What you are describing is an "irregular language." It cannot be parsed using regular expression.
Well, if you are willing to limit the level of nesting, technically you can do this with a regular expression. But it will be ugly.

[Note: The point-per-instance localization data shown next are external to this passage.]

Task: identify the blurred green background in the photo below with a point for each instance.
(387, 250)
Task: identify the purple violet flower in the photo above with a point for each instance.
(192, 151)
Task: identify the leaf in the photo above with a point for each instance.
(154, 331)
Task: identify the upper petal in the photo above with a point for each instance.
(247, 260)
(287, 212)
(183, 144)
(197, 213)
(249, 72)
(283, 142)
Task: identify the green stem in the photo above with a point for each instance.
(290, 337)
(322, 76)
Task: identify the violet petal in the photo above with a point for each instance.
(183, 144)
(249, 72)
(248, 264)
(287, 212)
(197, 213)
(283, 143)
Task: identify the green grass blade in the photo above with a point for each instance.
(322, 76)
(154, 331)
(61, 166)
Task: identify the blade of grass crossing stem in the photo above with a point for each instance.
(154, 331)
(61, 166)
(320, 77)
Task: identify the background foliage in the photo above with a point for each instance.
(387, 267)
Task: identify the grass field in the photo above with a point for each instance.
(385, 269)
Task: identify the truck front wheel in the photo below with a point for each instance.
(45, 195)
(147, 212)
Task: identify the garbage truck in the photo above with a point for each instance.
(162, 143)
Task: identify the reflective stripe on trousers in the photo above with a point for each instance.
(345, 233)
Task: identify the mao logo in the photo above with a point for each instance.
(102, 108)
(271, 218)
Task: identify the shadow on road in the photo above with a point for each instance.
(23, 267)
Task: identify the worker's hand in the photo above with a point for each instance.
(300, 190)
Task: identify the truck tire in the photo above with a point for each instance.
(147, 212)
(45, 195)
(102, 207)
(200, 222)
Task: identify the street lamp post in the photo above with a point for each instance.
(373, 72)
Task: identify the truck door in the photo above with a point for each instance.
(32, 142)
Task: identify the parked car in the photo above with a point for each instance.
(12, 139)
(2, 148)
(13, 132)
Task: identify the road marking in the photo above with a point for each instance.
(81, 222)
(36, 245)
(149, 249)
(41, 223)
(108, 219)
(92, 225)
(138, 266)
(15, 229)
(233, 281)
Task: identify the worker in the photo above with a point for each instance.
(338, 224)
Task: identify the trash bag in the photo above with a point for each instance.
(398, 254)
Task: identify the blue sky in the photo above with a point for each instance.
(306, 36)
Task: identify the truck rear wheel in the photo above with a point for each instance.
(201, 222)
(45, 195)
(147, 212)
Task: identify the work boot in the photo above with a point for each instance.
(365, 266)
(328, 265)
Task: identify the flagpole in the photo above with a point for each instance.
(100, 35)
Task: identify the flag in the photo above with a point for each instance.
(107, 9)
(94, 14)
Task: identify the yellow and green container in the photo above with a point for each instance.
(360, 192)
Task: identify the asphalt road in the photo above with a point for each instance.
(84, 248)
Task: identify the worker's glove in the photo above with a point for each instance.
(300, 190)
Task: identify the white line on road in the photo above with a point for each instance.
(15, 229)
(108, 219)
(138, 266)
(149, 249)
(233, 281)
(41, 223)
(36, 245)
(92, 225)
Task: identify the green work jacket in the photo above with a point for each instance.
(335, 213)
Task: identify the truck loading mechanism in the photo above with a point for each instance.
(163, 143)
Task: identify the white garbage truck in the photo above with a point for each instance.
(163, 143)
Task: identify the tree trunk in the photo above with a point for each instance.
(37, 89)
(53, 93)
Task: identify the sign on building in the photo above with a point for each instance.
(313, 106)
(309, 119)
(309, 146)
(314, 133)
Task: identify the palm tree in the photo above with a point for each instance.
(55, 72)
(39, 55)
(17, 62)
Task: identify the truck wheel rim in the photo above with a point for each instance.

Here's how to make out your thing with a few (increasing) maximum nesting depths, if you can make the condition for the absence of @ inside your tags:
no nesting: <@[^@] +@ > up to 1: <@[^@]+(<@[^@] +@ >)?[^@]*@> up to 2: <@[^@]+(<@[^@]+(<@[^@] +@ >)?[^@]*@>)?[^@]*@> up to 3: <@[^@]+(<@[^@]+(<@[^@]+(<@[^@] +@ >)?[^@]*@>)?[^@]*@>)?[^@]*@> ...
If you cannot ban lone @ in your tags, you will need to replace each instance [^@] like this: (?:[^<@]|<[^@]|@[^>]) .
Think about it, and then think about expanding your regex to parse up to 10 deep attachments.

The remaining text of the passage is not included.